ARÇELİK KİŞİSEL VERİLERİN KORUNMASI VE İŞLENMESİ MÜŞTERİ AYDINLATMA METNİ

Kapat X
Detay

Kaybolan Bir Dil, Kaybolan Bir Mutfak

Bu yazıyı 4 dakika 24 saniyede okuyabilirsiniz.

Ruhun Doysun Keşfet bölümlerinde gazeteci, yazar Deniz Alphan’la yok olma üzerine konuştuk. Deniz Alphan’ın “Kaybolan Bir Dil, Kaybolan Bir Mutfak” adlı belgeselinden yola çıkıp, yok olmakta olan Ladino dili ve beş yüz yıllık Sefarad mutfak kültürüne yakından baktık.

Her yıl dünyada 25 dil yok oluyormuş. Bu her iki haftada bir dilin yok olması demek. Dil bilimcilerin tahminlerine göre yüzyılın sonuna kadar kalan 6500 dilin çoğunu kaybedecekmişiz. “Zaten bu kadar dile ne ihtiyaç var?” diye sorabilirsiniz.

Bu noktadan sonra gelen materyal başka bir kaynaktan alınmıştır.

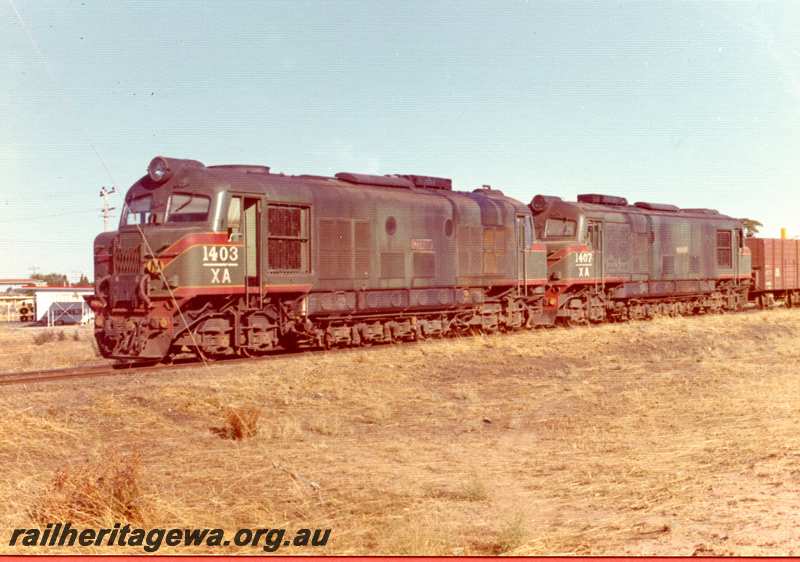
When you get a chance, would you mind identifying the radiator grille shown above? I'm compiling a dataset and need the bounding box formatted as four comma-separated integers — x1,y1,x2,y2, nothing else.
114,246,142,273
319,219,353,279
381,252,406,279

Hepimiz aynı dili konuşsak daha iyi olmaz mı? Bugün dünyanın dörtte biri Çince, İngilizce ve İspanyolca konuşuyor sonuçta. Ancak dil bir kültürün yansıması olduğuna göre dilin kaybolmasıyla kültürel zenginlik de kayboluyor. Üstelik yazılı dilin nispeten yeni bir durum olduğunu ve çoğu dilin nesilden nesle sözel olarak aktarıldığını düşünürsek, şarkıların, masalların, efsanelerin, geleneklerin, mutfağın yok olması demek bu. Dilin, o insan topluluğunun ve kullanıldığı bölgenin özelliklerini anlattığını da unutmamalı. Eskimoların kar için kullandıkları onlarca kelime var mesela. Kelimeler yok olduğu zaman atalardan kalma bilgelik de yok oluyor aslında.

Gazeteci Deniz Alphan’ın hazırladığı ve yönettiği “Kaybolan Bir Dil, Kaybolan Bir Mutfak” belgeseli, Türk Sefaradların’ın artık çok az kişi tarafından konuşulan dili Ladino ve Sefarad mutfak kültürünü konu alıyor. Deniz Alphan’ın daha önce Sefarad mutfağını annesinin tarif ve hikayeleriyle anlatan “Dina’nın Mutfağı” adlı bir kitabı var. Bu sefer yine bir kitap projesi olarak yola koyulmuş ama işin içinde dil olduğu için belgesel yapmaya karar vermiş. Şarkılı, hikayeli, bol yemekli , düşündüren, içinizi ısıtan, aynı zamanda da arşiv niteliğinde bir belgesel çıkmış ortaya.

Sefarad dili ve mutfağı derken 500 yıllık muazzam bir kültürel birikimden bahsediyoruz. Ladino veya Judeo Espanyol dili, 1492’de İber Yarımadası’ndan göç eden Yahudilerin anadili olan İspanyolcanın üzerine zamanla Osmanlıca, Rumca, Ermenice, Türkçe kelimelerin girmesiyle oluşmuş bir dil. Uçak “el tayyare” olmuş mesela. Hayata çatal girince, Rumcadan “piron” kelimesi alınmış.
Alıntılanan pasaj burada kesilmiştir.